I have a huge set of data which has several columns and about 10k rows in more than 100 csv files, for now I am concerned about only one column with message format and from them I want to extract two parameters. I searched extensively around and I found two solutions that seem close but are not enough close to solve the question here. ONE & TWO
Input : Col name "Text"
and every message is a separate row in a csv.
"Let's Bounce!😉 #[message_1]Loving the energy & Microphonic Mayhem while…" #[message_2]RT @IVijayboi: #[message_3] @Bdutt@sardesairajdeep@rahulkanwal@abhisarsharma@ppbajpayi@Abpnewd@Ndtv@Aajtak#Jihadimedia@Ibn7 happy #PresstitutesDay"RT @RakeshKhatri23: MY LIFE #[message_4]WITHOUT YOU ISLIKE FLOWERS WITHOUT FRAGRANCE 💞💞~True Love~"Me & my baby ðŸ¶â¤ï¸ðŸ‘ @ Home Sweet Home #[message_5]

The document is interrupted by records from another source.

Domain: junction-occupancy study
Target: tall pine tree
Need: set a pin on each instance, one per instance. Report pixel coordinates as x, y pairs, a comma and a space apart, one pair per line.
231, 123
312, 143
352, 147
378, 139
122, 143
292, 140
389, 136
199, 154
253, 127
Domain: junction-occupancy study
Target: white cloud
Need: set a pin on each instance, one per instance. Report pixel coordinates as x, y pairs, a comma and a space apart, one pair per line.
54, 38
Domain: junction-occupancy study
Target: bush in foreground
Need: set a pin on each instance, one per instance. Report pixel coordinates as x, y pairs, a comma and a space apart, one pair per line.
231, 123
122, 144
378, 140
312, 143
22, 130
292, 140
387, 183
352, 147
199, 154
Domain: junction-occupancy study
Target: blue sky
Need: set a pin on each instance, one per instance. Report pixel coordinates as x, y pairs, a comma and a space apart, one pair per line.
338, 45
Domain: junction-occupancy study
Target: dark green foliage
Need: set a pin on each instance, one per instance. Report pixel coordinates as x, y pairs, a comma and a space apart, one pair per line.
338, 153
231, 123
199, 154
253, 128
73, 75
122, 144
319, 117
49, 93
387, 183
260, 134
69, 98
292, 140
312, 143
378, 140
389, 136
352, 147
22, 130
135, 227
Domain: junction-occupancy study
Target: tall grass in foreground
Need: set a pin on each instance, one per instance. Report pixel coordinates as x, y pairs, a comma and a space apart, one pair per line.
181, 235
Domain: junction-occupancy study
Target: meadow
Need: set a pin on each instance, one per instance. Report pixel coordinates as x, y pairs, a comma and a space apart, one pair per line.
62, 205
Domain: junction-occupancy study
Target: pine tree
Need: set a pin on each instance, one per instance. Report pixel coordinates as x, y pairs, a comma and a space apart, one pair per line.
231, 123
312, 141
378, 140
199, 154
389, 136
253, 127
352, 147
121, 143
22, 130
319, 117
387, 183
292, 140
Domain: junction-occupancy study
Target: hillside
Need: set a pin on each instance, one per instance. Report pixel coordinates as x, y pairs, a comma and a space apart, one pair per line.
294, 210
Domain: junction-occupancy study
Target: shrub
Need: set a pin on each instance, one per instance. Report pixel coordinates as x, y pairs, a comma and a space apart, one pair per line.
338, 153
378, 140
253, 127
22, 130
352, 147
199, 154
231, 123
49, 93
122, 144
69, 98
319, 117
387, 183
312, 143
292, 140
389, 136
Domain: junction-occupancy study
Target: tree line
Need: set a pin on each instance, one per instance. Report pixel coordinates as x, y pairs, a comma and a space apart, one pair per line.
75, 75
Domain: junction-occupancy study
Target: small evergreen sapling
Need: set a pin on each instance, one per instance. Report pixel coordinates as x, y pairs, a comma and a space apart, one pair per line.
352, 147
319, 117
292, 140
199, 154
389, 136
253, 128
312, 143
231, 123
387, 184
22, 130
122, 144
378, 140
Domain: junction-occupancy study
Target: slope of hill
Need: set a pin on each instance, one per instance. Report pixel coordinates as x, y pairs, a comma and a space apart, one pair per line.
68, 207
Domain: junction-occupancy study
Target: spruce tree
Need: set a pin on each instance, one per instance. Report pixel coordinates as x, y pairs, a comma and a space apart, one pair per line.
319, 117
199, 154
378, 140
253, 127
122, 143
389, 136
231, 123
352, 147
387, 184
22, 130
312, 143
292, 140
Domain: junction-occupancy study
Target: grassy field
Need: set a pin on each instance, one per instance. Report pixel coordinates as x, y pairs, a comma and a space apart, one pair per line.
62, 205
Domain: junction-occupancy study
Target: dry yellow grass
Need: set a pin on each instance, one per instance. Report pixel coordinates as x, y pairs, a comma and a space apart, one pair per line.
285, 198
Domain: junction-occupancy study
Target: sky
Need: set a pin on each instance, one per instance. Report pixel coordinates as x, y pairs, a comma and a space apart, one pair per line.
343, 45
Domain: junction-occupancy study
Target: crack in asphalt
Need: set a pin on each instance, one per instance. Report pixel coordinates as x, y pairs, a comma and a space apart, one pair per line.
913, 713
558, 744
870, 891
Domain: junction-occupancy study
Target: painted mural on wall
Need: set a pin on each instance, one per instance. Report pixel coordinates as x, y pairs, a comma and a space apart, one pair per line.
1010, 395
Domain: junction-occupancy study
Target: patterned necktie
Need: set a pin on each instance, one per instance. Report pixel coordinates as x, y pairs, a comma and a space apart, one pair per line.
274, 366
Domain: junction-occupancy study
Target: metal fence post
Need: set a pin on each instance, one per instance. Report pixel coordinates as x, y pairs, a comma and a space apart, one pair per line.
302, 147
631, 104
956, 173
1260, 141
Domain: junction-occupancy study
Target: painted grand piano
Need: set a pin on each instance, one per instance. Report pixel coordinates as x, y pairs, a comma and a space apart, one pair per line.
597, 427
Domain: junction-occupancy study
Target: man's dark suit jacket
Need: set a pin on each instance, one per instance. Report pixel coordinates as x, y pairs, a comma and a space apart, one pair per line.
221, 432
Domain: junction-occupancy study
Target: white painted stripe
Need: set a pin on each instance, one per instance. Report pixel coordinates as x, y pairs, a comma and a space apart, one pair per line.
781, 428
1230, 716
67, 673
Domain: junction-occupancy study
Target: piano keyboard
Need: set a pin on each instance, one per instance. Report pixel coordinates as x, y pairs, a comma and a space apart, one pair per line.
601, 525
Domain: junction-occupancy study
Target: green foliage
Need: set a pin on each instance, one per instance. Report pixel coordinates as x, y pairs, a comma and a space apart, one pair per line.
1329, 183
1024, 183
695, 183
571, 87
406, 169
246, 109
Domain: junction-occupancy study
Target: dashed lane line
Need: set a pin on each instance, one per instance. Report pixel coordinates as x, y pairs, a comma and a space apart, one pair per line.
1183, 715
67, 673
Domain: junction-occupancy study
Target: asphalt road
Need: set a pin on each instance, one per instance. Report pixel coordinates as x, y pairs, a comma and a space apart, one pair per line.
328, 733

The input is a CSV file with several other columns in the data but I am interested only in this column. I want to separate the @name
and #keyword
from the input into a new column like:
expected output
text, mentions, keywords
[message], NAN, NAN
[message], NAN, NAN
[message], @IVijayboi, #Jihadimedia @Bdutt #PresstitutesDay@sardesairajdeep @rahulkanwal @abhisarsharma @ppbajpayi @Abpnewd @Ndtv @Aajtak @Ibn7
As we see in the input first and second message has no @
and #
so the column values NAN
but for the third message it has 10 @
and 2 #
keywords.
In simple words how do I separate the @ mentioned names and # keywords from the message to a separate column.